Engeman, R. M.; Sugihara, R. T.; Pank, L. F.; Dusenberry, W. E. 1994. A comparison of plotless density estimators using Monte Carlo simulation. Ecology 75:1769–1779.
Pollard, J. H. 1971. On distance estimators of density in randomly distributed forests. Biometrics 27:991–1002.
White, D. A. 1983. Plant communities of the lower Pearl River basin, Louisiana. American Midland Naturalist 110:381–396.
[All sources cited in the text must be included in the References section. Only cited sources are included. References are listed in alphabetical order by authors’ last names and all references must be complete, i.e. must include the names and initials of all authors, the year of publication, the full title, and the name of the journal, its volume and the page range. References typically use “hanging indentation,” in which the first line is not indented but all subsequent lines are indented. Web pages are typically not acceptable references, although electronic journals are acceptable.]

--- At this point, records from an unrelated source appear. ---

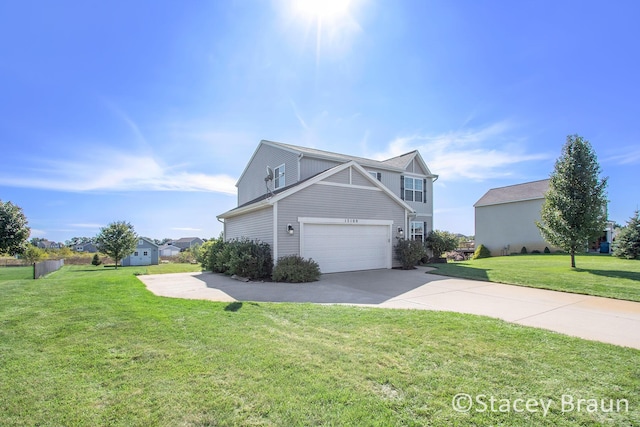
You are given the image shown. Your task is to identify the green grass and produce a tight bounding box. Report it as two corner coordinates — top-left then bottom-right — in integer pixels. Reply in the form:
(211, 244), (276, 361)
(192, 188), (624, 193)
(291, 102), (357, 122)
(431, 254), (640, 301)
(0, 266), (640, 426)
(0, 265), (33, 281)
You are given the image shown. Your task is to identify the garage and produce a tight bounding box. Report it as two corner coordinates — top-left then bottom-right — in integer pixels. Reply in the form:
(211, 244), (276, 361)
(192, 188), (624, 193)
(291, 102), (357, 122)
(300, 219), (392, 273)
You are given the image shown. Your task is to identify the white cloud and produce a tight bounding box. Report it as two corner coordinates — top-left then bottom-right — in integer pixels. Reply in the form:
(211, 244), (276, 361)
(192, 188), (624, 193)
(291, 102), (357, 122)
(0, 151), (236, 195)
(374, 122), (552, 181)
(603, 147), (640, 165)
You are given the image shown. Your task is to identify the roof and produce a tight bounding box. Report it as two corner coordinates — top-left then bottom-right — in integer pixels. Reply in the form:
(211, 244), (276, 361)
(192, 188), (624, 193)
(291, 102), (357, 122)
(217, 160), (414, 219)
(236, 139), (437, 185)
(473, 179), (549, 207)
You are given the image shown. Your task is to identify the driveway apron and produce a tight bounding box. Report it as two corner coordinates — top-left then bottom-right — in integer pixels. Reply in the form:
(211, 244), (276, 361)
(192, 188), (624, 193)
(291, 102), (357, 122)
(138, 267), (640, 349)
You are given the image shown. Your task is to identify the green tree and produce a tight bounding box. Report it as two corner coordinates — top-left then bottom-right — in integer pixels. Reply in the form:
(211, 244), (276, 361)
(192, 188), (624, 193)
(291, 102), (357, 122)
(425, 230), (459, 258)
(536, 135), (607, 268)
(0, 200), (31, 255)
(613, 210), (640, 259)
(96, 221), (138, 269)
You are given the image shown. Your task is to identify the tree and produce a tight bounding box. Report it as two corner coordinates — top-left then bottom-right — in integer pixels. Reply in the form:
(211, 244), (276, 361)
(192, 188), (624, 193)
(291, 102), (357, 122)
(613, 210), (640, 259)
(0, 200), (31, 255)
(536, 135), (607, 268)
(96, 221), (138, 269)
(425, 230), (459, 258)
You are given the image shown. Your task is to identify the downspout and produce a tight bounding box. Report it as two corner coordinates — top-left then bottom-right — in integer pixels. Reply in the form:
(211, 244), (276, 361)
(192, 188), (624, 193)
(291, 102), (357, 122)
(216, 217), (227, 241)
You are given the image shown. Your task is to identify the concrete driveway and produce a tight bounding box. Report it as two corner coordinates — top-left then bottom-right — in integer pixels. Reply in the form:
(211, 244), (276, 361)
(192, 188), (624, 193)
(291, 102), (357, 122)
(138, 268), (640, 349)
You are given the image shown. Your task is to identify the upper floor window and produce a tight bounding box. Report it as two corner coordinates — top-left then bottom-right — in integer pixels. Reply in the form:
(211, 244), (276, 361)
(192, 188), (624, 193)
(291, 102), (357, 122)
(411, 221), (425, 242)
(403, 176), (425, 203)
(273, 165), (285, 188)
(369, 171), (382, 181)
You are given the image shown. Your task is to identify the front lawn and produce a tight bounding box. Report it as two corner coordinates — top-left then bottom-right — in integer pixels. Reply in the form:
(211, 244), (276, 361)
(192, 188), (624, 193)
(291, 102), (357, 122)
(0, 266), (640, 426)
(431, 254), (640, 301)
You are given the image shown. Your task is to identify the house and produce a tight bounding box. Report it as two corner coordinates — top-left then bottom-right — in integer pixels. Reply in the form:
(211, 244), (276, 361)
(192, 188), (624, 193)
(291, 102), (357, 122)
(158, 244), (181, 256)
(122, 237), (160, 266)
(171, 237), (204, 251)
(73, 242), (98, 253)
(218, 140), (437, 273)
(473, 179), (612, 256)
(37, 239), (64, 249)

Table I. Point-Quarter Sampling Estimation of Cherry Tree Density
Sample
1 2 3 4 5 Overall
Quadrant 1 11.1 3.0 14.8 22.2 12.1
Quadrant 2 3.0 14.3 2.7 2.3 7
Quadrant 3 14.8 23.1 30.5 16.3 19
Quadrant 4 22.2 7.7 9.5 6.6 30
Paces to next
sampling point 26 7 19 30 —
Average (m) 11.4 5.6 21.2 11.5 8.3 11.6
S.D. (m) 5.7 5.8 7.2 7.2 2.9 7.6
Mean area (m 2) 128.8 31.1 448.4 132.3 68.1 133.9
Density
(per 100 m2) 0.78 3.22 0.22 0.76 1.47 0.75
[All tables must be cited in the text. Each table is numbered consecutively in the order in which it was cited in the text and each is listed on its own page. Each table also includes a descriptive title and other information that allows it to “stand alone.” Footnotes, which explain some tabular material, are allowed. “Stub lines” above headings allow the reader to see easily the way the information is organized. Tables are also double spaced (nothing is single spaced) with columns aligned. Only horizontal lines are allowed; there are no vertical lines. The student might also present other results in a figure (i.e. as a graph). (A sample graph of data not included in this report is included at the end of this paper.) In most cases, graphs are better ways to compare results (as in this study) than tables. If the student had used a graph, however, she would not also present the same data in a table (use one or the other, but not both).]
Figure Legends
Fig. 1. Germination success of seeds of the gal-3 mutant of A. thaliana in response to treatment with GA 3 in light or darkness. Means with SE bars are shown.
[If the student used a figure rather than a table, she would need to add a Figure Legends page on which the legend of the figure would be listed. The figure itself would then follow on its own page. As with the corresponding table, the figure must “stand alone.” It would probably be better not to have the x-axis go up to 125%, as more than 100% success is not possible, but leaving some room at the top of the graph makes it easier to see the error bars on the 0.5mol L -1 means.]